Once this is done, you can perform a sanity check to ensure the documents were inserted by running a query to select just one:
query "select * from name_of_your_bucket._default._default limit 1"
Replace the name_of_your_bucket
with the name of your bucket you created.
Once the vector embeddings have been stored in the Couchbase bucket, we can create a vector search index to enable similarity search.
You will use Couchbase Shell to perform this action as well.
Run the following command from inside the shell:
vector create-index --bucket name_of_your_bucket --similarity-metric dot_product vector-search-index embedding 1536
Replace the name_of_your_bucket
with the name of your bucket you created.
You can perform a santity check to ensure the index was created by querying for all the indexes and you should see the vector_search_index
in the list:
query indexes
Now that the data has been indexed, you can perform similarity searches using the vector search index.
You can use the /search
endpoint provided in this repository to search for similar items based on a query item. The endpoint will return the top 5 most similar items.
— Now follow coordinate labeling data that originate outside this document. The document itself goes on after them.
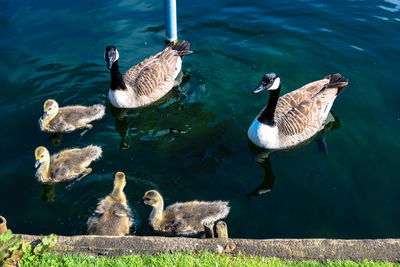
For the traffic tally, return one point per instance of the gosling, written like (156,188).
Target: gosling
(69,118)
(113,215)
(65,166)
(218,230)
(183,219)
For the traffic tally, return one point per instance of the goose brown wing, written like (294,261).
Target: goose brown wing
(294,98)
(155,73)
(130,75)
The Codespace environment already has all the dependencies installed. You can start the Express.js application by running the following command:
node server.js
Once the server is running, you can either search using the provided query with the embedding already generated or you can provide your own query item.
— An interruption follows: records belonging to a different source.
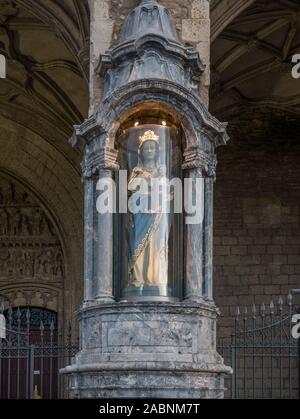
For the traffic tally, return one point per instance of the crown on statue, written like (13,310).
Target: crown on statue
(149,136)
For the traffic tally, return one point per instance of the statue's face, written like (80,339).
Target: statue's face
(149,151)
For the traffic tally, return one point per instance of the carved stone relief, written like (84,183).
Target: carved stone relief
(29,247)
(31,257)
You can search for similar items based on the provided query item by making a POST
request to the /search
endpoint.
Here is an example cURL
command to search for similar items based on the provided query item:
curl -X POST http://localhost:3000/search \
-H "Content-Type: application/json" \
-d '{"q": "", "useLocalEmbedding": true}'
As you can see, we use the useLocalEmbedding
flag to indicate that we want to use the provided query item and we keep the q
field empty.
If you want to search for similar items based on your own query item, you can provide the query item in the request body.
The query will be automatically converted into a vector embedding using the OpenAI API. You need to provide your OpenAI API key in the .env file
before starting the Express.js application.
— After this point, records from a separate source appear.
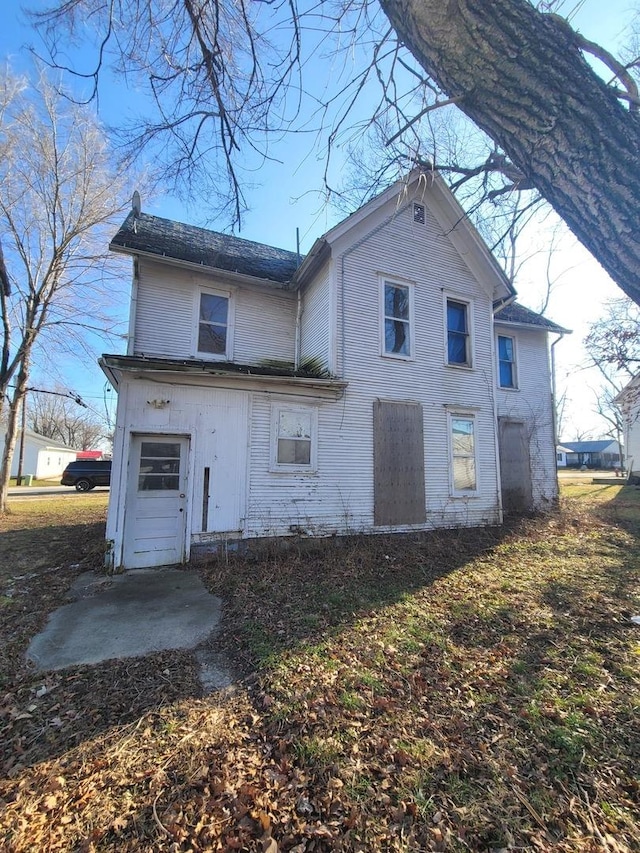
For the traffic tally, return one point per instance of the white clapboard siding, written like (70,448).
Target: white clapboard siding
(216,423)
(338,497)
(167,309)
(317,322)
(532,404)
Here is an example cURL command to search for similar items based on your own query item:
curl -X POST http://localhost:3000/search \
-H "Content-Type: application/json" \
-d '{"q": "your_query_item"}'
When working in a GitHub Codespaces environment, there are some differences to be aware of, especially for the Couchbase Shell commands.
- The
cbsh
binary is not available in yourPATH
by default in Codespaces. Instead, you can find it in the following directory within your workspace:
couchbase-shell/target/debug/cbsh
To use cbsh
in your Codespace, provide the full path wwhen running commands. For example:
./couchbase-shell/target/debug/cbsh --config-dir /path/to/config-file
You can also create an alias for the cbsh
binary to make it easier to use:
alias cbsh="./couchbase-shell/target/debug/cbsh"
This allows you to run cbsh
commands without specifying the full path.
Other than that, Codespaces comes pre-configured with all the dependencies necessary to run this workshop.